If it was people who were bitter, one wonders if the water was really bitter, or if it was only perceived as bitter until Moshe put the stick in it.

Elsewhere in the Torah, in the chapter on sotah, the water-solution the accused adulteress is given to drink is called “Mei HaMarim (M-R-Y-M) Ha’Meor’r’im,” sometimes called the “bitter waters.”  (Bamidbar 5:18)

Finally, shortly after the death of Miriam (Bamidbar 20:1), when the people complain about lack of water, Moshe chastises them saying, “Shimu na HaMarim (M-R-Y-M)” – listen you rebels!

Miriam dances in celebration over a miracle with water, there is bitterness over water (twice), and people are rebels over lack of water. All these episodes present the M-R-Y-M heteronym in different forms.
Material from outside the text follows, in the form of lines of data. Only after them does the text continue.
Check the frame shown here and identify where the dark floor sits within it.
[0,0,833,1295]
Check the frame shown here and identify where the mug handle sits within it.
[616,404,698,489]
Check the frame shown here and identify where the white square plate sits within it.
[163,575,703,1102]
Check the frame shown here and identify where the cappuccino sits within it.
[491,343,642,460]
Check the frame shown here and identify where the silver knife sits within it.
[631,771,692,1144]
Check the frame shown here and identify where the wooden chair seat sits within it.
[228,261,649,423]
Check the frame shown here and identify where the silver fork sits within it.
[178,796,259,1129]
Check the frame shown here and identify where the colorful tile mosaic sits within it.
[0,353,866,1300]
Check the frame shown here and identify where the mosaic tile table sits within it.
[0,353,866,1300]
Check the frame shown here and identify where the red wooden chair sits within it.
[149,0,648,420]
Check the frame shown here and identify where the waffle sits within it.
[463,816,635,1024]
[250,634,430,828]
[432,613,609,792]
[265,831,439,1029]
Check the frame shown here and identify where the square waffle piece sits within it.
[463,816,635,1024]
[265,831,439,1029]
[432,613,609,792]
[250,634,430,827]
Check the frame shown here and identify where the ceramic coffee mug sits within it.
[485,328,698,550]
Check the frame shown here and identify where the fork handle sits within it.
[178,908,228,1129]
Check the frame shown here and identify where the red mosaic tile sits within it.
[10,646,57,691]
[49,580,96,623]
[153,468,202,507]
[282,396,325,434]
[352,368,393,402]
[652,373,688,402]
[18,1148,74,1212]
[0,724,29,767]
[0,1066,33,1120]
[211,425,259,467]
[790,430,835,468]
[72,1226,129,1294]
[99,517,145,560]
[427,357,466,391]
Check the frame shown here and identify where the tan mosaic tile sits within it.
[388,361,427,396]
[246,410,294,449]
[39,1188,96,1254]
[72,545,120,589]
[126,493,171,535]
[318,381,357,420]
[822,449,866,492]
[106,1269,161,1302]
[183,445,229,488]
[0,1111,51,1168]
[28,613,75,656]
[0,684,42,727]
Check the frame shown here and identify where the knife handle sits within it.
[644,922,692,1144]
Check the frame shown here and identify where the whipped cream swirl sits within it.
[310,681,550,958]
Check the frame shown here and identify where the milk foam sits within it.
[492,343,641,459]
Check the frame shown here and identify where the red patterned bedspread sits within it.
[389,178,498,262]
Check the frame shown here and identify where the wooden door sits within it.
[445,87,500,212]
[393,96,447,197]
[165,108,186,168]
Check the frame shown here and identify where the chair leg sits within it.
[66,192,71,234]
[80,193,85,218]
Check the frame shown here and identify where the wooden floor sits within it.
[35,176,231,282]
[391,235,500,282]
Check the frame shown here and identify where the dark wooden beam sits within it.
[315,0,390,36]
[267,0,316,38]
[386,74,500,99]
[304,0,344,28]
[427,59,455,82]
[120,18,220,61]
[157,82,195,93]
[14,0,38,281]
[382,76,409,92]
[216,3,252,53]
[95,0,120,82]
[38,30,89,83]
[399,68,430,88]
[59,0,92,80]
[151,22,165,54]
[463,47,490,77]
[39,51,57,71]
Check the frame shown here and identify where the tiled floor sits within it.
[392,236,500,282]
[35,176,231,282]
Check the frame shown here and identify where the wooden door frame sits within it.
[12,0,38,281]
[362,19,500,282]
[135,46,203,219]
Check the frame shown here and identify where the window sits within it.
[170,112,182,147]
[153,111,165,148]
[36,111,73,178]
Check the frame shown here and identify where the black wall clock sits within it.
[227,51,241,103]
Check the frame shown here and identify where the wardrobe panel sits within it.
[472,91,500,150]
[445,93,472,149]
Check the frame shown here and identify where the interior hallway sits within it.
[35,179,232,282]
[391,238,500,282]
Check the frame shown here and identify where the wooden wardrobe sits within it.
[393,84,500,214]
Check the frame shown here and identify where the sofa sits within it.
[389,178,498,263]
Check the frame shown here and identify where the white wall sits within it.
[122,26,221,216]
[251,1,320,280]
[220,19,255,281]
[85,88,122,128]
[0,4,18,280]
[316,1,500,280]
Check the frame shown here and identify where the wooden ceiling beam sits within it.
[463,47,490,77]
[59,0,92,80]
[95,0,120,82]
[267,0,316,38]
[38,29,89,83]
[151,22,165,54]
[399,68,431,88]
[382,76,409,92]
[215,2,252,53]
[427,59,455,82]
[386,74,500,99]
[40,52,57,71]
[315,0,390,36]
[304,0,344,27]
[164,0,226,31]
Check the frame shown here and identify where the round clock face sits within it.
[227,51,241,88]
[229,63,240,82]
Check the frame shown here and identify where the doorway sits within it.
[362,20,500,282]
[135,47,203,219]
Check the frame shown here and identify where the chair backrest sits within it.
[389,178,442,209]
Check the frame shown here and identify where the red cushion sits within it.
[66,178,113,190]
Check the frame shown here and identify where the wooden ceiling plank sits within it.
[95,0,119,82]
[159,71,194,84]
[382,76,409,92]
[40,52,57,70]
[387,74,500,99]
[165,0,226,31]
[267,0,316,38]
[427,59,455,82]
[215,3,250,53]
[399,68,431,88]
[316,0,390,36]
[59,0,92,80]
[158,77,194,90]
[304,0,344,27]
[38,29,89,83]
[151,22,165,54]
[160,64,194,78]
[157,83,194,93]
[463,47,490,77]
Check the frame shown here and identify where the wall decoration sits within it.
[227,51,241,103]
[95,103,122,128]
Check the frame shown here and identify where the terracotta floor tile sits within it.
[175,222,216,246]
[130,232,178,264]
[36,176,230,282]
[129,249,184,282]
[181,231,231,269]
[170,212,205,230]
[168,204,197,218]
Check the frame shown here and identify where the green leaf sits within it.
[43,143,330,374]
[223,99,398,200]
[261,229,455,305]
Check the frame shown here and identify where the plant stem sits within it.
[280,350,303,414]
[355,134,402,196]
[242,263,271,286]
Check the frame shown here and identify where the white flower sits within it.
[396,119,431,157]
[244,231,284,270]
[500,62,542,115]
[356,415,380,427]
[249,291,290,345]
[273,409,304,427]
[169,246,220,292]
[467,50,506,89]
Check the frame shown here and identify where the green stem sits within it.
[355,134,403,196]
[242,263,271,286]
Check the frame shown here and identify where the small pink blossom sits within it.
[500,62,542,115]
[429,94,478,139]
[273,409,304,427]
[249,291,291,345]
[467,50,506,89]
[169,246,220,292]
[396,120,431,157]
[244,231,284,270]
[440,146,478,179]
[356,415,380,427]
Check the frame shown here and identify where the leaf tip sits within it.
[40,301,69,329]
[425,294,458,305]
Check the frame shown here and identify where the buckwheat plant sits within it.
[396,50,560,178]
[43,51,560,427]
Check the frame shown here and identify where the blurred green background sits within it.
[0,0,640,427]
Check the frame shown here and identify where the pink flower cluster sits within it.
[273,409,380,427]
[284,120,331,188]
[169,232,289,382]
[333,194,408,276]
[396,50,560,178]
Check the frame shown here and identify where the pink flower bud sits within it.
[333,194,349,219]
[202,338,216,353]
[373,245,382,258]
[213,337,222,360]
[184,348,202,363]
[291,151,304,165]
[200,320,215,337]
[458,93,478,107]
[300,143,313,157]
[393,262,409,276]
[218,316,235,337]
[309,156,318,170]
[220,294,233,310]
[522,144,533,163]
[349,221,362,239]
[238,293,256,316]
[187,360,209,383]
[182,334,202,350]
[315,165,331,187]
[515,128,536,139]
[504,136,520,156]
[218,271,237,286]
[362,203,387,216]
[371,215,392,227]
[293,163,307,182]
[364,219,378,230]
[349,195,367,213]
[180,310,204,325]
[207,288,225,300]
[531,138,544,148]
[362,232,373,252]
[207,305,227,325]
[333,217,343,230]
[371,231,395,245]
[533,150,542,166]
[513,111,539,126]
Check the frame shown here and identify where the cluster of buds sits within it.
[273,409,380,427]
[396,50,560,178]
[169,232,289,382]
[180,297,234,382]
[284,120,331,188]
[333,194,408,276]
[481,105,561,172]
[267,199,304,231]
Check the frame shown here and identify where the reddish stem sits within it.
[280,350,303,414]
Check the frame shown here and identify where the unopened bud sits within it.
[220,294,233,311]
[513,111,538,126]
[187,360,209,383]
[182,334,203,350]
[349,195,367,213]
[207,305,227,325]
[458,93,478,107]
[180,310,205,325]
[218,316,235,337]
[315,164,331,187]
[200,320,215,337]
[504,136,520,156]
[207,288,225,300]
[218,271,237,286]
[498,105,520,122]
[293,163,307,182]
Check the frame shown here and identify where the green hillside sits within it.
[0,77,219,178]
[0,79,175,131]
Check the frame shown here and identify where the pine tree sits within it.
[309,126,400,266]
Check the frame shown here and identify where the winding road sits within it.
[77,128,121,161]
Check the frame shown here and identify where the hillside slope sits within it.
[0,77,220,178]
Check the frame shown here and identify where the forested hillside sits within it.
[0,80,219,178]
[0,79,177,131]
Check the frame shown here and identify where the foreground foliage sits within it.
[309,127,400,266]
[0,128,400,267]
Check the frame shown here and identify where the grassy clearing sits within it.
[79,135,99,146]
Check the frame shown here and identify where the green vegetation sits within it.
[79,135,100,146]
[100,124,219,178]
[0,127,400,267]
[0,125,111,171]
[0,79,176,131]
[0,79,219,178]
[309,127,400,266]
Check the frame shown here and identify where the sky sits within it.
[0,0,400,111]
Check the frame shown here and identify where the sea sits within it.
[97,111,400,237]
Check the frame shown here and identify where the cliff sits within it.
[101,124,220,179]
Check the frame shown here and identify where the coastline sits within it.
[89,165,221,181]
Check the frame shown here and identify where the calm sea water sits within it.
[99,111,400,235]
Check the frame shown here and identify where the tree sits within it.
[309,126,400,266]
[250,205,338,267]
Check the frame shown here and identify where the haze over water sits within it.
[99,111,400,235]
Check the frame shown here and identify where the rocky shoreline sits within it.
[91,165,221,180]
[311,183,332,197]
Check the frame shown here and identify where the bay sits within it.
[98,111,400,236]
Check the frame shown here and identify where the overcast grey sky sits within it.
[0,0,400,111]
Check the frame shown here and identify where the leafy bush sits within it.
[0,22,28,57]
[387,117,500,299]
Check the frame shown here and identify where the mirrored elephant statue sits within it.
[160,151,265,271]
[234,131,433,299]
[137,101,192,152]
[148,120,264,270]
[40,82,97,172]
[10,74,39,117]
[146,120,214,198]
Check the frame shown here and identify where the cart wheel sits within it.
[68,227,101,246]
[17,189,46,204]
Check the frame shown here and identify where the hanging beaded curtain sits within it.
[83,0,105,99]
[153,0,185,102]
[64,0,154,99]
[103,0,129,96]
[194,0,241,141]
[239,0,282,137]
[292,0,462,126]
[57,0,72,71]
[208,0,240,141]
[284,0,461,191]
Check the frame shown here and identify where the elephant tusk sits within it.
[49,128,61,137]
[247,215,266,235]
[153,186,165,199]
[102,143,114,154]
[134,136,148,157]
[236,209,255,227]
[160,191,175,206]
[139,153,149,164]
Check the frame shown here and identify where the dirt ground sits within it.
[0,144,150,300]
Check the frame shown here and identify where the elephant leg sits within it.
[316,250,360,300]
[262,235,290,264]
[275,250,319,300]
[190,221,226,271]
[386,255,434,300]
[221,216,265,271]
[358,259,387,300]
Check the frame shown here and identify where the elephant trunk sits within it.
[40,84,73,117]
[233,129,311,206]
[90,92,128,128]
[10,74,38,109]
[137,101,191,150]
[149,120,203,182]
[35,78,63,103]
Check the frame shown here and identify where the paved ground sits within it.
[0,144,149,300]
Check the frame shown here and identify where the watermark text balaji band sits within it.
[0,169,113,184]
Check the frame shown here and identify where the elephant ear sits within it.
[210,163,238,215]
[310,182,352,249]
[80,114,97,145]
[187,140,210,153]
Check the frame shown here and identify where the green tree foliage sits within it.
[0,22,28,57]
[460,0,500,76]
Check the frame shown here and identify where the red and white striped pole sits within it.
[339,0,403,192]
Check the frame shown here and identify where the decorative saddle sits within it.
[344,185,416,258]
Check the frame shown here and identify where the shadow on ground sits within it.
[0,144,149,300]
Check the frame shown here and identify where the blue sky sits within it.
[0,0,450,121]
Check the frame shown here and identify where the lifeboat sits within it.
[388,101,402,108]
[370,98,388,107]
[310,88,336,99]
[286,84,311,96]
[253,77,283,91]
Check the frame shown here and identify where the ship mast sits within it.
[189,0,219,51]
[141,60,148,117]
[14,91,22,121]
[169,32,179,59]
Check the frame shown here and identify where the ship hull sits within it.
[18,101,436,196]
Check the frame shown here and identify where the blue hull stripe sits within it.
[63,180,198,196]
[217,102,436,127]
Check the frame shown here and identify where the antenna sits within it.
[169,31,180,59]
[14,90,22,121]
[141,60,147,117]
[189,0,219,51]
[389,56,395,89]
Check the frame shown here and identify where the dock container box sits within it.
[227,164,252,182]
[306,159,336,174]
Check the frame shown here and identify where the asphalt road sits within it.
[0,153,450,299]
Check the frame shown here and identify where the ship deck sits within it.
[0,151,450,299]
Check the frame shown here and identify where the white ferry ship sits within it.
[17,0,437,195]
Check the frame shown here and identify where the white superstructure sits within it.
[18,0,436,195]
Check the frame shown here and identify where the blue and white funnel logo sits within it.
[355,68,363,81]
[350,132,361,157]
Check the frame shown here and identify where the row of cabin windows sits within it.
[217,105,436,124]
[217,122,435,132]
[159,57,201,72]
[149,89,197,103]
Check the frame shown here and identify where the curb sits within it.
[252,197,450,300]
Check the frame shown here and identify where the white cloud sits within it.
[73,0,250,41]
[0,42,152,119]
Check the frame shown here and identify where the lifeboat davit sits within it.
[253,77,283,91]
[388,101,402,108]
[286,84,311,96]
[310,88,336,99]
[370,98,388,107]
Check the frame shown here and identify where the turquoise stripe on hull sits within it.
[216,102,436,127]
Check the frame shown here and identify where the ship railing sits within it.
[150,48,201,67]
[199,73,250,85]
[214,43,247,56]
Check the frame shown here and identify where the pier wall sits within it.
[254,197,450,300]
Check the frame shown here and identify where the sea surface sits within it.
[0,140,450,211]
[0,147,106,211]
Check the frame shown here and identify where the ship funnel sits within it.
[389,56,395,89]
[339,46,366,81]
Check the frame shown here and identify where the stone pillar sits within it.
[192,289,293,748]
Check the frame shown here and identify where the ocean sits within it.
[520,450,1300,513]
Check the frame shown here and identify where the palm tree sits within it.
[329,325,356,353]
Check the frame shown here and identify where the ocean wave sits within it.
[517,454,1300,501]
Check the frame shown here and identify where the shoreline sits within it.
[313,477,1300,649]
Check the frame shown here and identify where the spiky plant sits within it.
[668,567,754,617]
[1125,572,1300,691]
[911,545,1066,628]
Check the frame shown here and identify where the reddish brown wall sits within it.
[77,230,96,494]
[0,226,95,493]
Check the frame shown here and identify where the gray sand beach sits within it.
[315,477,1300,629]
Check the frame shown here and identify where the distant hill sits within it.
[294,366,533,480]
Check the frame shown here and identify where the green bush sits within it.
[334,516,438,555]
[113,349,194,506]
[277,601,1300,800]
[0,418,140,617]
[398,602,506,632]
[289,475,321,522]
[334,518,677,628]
Why? Is Miriam meant to be a representative of bitterness? Is there a tinge of rebelliousness in her? What is Miriam’s connection to water? Why is the sotah water called bitter, when perhaps the second adjective for the water – meor’r’im (revealing) is more important? Why do the people seem – at least in Moshe’s eyes – to be rebels when asking for water in Bamidbar, when they are clearly not rebels when they arrive in Marah and find nothing to drink? Is there a connection between bitterness, rebelliousness, water and Miriam; do they share a latent commonality?